Riff's Links"« Cosmos », radiographie d’un best-seller"
"Naguère, Onfray affirmait avec panache : « Plus que jamais, la tâche de la philosophie est de résister, plus que jamais elle exige l’insurrection et la rébellion, plus que jamais elle se doit d’incarner les vertus de l’insoumission » (Cynismes, Grasset, 1990). Or son vitalisme emprunte passablement à l’« élan vital » d’Henri Bergson, le philosophe dont Charles Péguy estimait qu’il avait réintroduit la vie spirituelle dans le monde, ce qui est déjà surprenant. Mais surtout, ce que développe l’auteur de Cosmos rejoint étonnamment une certaine pensée de l’ordre, un ordre immuable, premier, seul porteur de vérité, auquel il convient de se soumettre. Exaltation de l’instinct et de l’inconscient collectif au détriment de la raison, prééminence accordée à l’animalité de l’homme, dégoût de la « civilisation », glorification de la puissance de la vie, hantise de la décadence, aspiration à retrouver un âge d’or par le retour à la tradition : autant de notions qui font écho, parfois très précisément, à une sensibilité largement déployée jadis.
C’est Maurice Barrès (1862-1923), qui chante « l’énergie créatrice, la sève du monde, l’inconscient » (Le Jardin de Bérénice, 1891), l’instinct des humbles et... le nationalisme. C’est le philosophe Ludwig Klages (1872-1956), proche de la révolution conservatrice allemande, dont l’essai L’Homme et la Terre (1913), l’un des premiers grands manifestes écologistes, postule que le cosmos est vivant, que le progrès est « un désir de meurtre inassouvi » et que le retour à la nature est salvateur. C’est l’Allemand Oswald Spengler (1880-1936), attaché à l’ordre, au devoir et à un socialisme « conservateur », qui, dans Le Déclin de l’Occident (1918), déplore la stérilité de la modernité et incite à trouver le salut collectif dans la considération du passé. Ces quelques exemples, tous représentatifs d’un courant à strictement parler réactionnaire, n’épuisent pas l’effervescence d’une pensée, souvent lyrique, qui fleurit jusque dans les années 1930, et dont ce qu’on n’ose appeler la « pensée New Age » fut une variation plus récente. Rechercher l’accès « direct » aux forces du vivant, toute subjectivité abolie, relève du fantasme mystique. Le théoriser engage sur la voie périlleuse qui préfère l’irrationnel à l’émancipation.

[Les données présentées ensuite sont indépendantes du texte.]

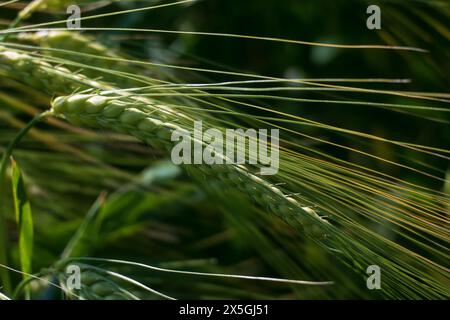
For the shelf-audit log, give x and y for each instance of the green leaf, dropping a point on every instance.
(86, 234)
(24, 219)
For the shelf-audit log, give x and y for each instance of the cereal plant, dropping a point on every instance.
(97, 97)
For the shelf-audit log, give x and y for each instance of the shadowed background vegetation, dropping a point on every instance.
(155, 213)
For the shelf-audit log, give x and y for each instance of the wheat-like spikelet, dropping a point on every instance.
(42, 75)
(154, 123)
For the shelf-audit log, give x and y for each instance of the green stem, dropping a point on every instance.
(4, 274)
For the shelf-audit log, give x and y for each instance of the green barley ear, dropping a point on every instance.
(154, 128)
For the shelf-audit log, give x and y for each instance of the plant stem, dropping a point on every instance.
(4, 275)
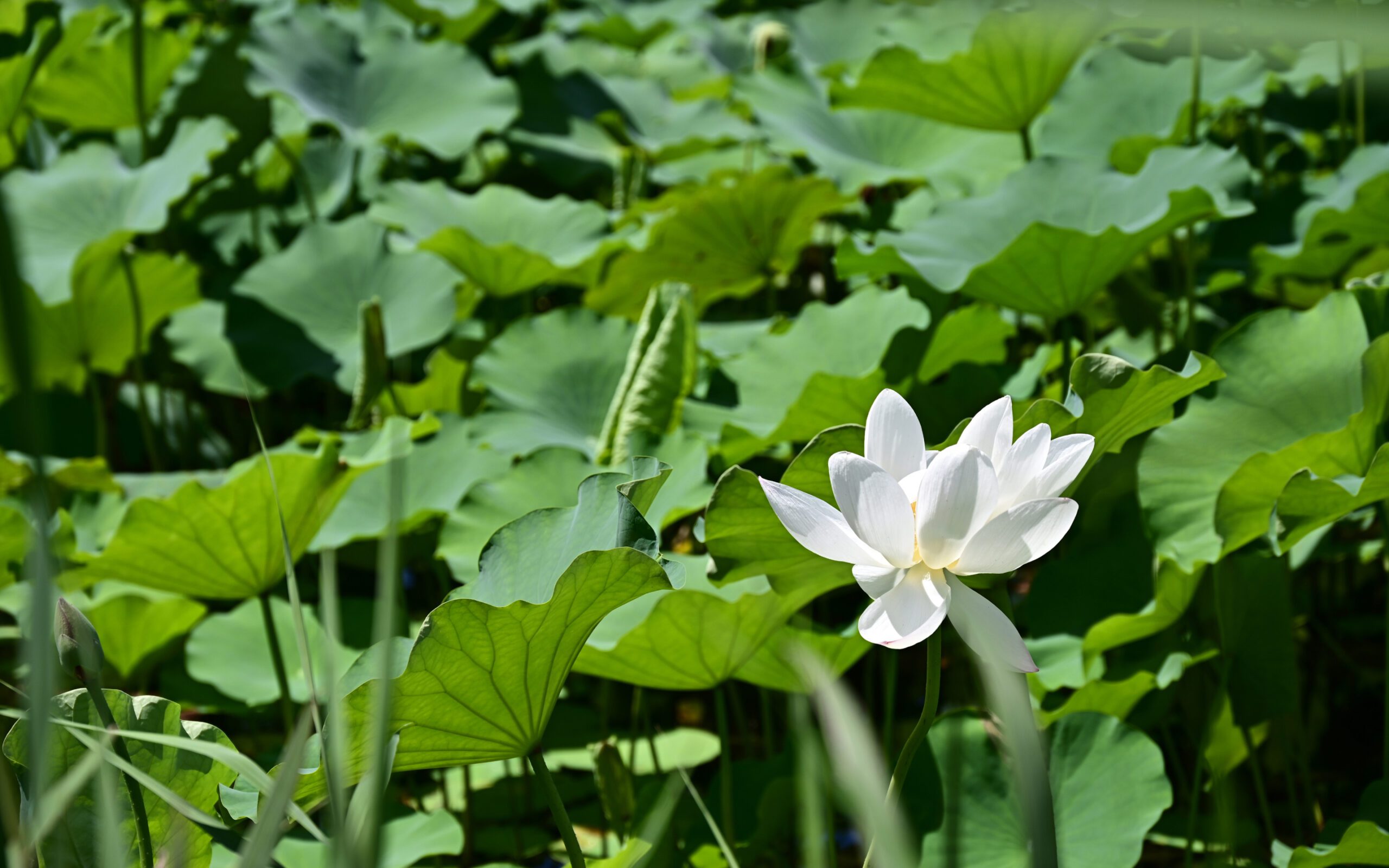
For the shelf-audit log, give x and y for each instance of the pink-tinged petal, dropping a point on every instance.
(991, 430)
(874, 506)
(819, 527)
(1017, 537)
(1023, 463)
(958, 495)
(909, 613)
(985, 629)
(892, 435)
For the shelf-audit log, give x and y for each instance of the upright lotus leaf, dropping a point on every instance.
(547, 478)
(1114, 402)
(1109, 787)
(660, 373)
(824, 370)
(188, 774)
(1059, 231)
(321, 281)
(500, 238)
(1283, 410)
(725, 239)
(524, 559)
(437, 474)
(16, 78)
(1116, 102)
(88, 197)
(770, 666)
(231, 653)
(872, 148)
(481, 681)
(380, 85)
(551, 380)
(90, 84)
(1015, 65)
(1310, 502)
(1362, 844)
(95, 328)
(747, 539)
(224, 544)
(695, 636)
(974, 334)
(1343, 216)
(134, 621)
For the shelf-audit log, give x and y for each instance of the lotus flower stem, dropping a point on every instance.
(725, 763)
(562, 817)
(919, 732)
(132, 789)
(286, 703)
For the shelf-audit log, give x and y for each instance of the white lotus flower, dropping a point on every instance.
(914, 520)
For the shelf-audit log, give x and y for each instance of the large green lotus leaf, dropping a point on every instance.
(500, 238)
(1059, 231)
(405, 842)
(90, 197)
(1109, 787)
(1253, 606)
(1013, 66)
(871, 148)
(525, 557)
(667, 130)
(381, 85)
(551, 380)
(1173, 592)
(1345, 214)
(191, 775)
(224, 544)
(824, 370)
(1362, 844)
(231, 652)
(437, 474)
(547, 478)
(481, 681)
(772, 664)
(16, 74)
(1310, 502)
(92, 84)
(659, 374)
(1114, 96)
(747, 539)
(1249, 497)
(321, 281)
(95, 328)
(1270, 402)
(696, 636)
(135, 621)
(1114, 402)
(727, 238)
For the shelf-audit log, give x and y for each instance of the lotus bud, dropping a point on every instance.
(80, 648)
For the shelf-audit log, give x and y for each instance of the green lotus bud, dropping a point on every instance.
(80, 648)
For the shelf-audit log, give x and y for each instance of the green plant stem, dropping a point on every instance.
(1260, 794)
(138, 74)
(132, 789)
(138, 365)
(277, 656)
(562, 817)
(725, 763)
(919, 732)
(889, 702)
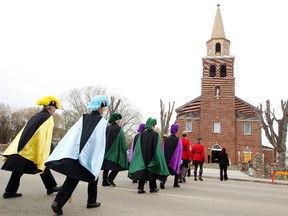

Onfray déclarait dans Le Point (9 mars 2005) « ne plus se faire avoir par les étiquettes ». Ce n’est guère aujourd’hui un signe d’originalité, mais c’est en revanche une recommandation à faire à ses lecteurs : l’athée farouche qu’il fut est désormais tout imprégné d’une spiritualité aussi vague que confuse ; le rationaliste qu’il se veut chante la louange de l’instinct silencieux ; le libertaire qu’il se proclame est devenu le héraut du respect des traditions."